The Ombudsman’s role and powers
- We investigate complaints about ‘maladministration’ and ‘service failure’, which we call ‘fault’. We must also consider whether any fault has had an adverse impact on the person making the complaint, which we call ‘injustice’. We provide a free service, but must use public money carefully. We do not start or continue an investigation if we decide:
- there is not enough evidence of fault to justify investigating, or
- any fault has not caused injustice to the person who complained.
(Local Government Act 1974, section 24A(6), as amended, section 34(B))
- We consider whether there was fault in the way an organisation made its decision. If there was no fault in how the organisation made its decision, we cannot question the outcome. (Local Government Act 1974, section 34(3), as amended)

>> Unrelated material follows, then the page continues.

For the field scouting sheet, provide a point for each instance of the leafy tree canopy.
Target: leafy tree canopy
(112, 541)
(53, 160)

How I considered this complaint
- I considered information provided by the complainant and the Council.
- I considered the Ombudsman’s Assessment Code.
My assessment
- Mrs X asked the Council to consider whether her circumstances meant she qualified for medical priority on its housing register.
- The Council assessed her application, sought advice from its medical adviser and considered the evidence Mrs X provided. The Council decided Mrs X’s circumstances did result in medical priority and awarded Band C priority.

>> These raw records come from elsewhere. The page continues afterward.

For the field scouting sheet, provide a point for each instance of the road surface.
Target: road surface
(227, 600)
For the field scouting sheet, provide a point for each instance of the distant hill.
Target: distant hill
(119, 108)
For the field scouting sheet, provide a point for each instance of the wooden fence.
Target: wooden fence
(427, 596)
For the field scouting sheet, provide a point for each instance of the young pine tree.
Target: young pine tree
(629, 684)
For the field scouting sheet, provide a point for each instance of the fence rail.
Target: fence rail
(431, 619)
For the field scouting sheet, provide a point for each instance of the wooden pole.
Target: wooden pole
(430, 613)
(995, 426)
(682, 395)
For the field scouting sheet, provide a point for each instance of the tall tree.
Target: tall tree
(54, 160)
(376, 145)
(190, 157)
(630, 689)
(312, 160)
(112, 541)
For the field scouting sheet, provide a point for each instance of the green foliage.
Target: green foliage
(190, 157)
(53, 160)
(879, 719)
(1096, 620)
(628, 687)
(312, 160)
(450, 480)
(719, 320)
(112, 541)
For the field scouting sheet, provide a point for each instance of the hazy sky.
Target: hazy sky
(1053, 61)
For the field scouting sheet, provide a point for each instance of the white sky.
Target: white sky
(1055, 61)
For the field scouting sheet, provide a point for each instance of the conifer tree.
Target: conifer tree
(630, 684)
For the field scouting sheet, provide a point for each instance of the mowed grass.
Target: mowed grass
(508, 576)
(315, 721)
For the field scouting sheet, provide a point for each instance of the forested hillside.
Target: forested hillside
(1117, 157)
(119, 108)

- Mrs X sought a review of this decision. She said the impact of her housing on her health was significant and she should be in the higher Band B priority. The Council completed the review and decided Mrs X remained in Band C.
- We are not an appeal body. This means it is not for us to decide whether the Council made the right decision. We look at how the Council made its decision, what it considered and how it applied law and policy. If there was no fault in how it made its decision, we cannot question the outcome.
- We will not investigate this complaint. The Council considered the evidence and its allocations policy and reached a decision open to it. It explained its reasons to Mrs X. There is not enough evidence of fault in the Council’s decision making to justify investigating.
- Mrs X’s family is also overcrowded. We will not investigate whether the Council properly considered the overcrowding separately from the impact on Mrs X’s health. This is because although overcrowding attracts its own priority, the extent of Mrs X’s overcrowding would result in Band C anyway. There is, therefore, not enough injustice to Mrs X from any fault by the Council to justify investigating this further.
Final decision
- We will not investigate Mrs X’s complaint because there is not enough evidence of fault in the Council’s decision making to justify investigating.